Timely commissioning of the solar cell manufacturing projects announced so far will be crucial to ensure there is adequate capacity to meet demand in years to come. For while the announcements suggest supply will be adequate, the typical utilisation factor arithmetic and other imponderables could spell a transient shortfall till manufacturing ramps up.
Earlier this year, the government extended the Approved List of Models and Manufacturers (ALMM) to solar cells from June 1, 2026, in a bid to accelerate solar cell manufacturing in India.
Domestic solar cell production capacity is estimated to increase fourfold to 43-47 GW by June 2026 from 10 GW in March 2024. As against this, annual demand is expected to average 40-45 GW between fiscals 2027 and 2030.
So, production needs to catch up and fast.
As things stand, of the 79 corporate entities that together own the country’s 62 GW installed solar power capacity as of December 2024, only 13 have an integrated cell manufacturing base. The rest will have to decide between expanding capacity or competing for domestic cell supplies.
Further, the high prices of domestically manufactured cells could impact tariff levels bid at solar power project auctions. Today, Indian solar cells are 1.5-2.0x costlier than alternatives from China, even after basic customs duty. Based on current market dynamics, such high prices can drive up the capital cost of solar power projects by Rs 5-10 million/MW and require tariff increase of Rs 0.40-0.50 per unit as offset.

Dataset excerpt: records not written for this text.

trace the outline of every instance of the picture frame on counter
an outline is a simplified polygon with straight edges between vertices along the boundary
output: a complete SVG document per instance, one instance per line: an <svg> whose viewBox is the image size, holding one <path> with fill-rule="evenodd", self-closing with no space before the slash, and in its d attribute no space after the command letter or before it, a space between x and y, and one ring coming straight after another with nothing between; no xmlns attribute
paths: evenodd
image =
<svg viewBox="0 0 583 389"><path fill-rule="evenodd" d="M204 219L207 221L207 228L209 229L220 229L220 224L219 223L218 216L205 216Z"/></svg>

The industry has seen announcements of over 55 GW through the Production Linked Incentive scheme and beyond. This augurs well because data shows cell-to-module integrated plants enjoy 2-6 percentage points better Ebitda margins versus an only-module unit historically.
Although 12 non-integrated players have announced plans to install ~32 GW capacity by 2029, the relatively higher capital cost of cell manufacturing plants compared with module assembly lines and falling prices of the solar value chain could slow things down.
Figure: Majority of ALMM-enlisted module players need to consider integration

Source: MNRE, CRISIL-Bridge To India Research
The ALMM cell mandate could also pose challenges for companies that don’t develop domestic cell manufacturing capability as they would not be complying and, thus, could face module-supply challenges that can impact their market share over the long term.
Overall, the non-tariff barrier will protect domestic manufacturers that are vulnerable to global supply shocks and even aid exports as the United States, a key market, continues to manufacture modules at 30-35% higher prices owing to lack of upstream components.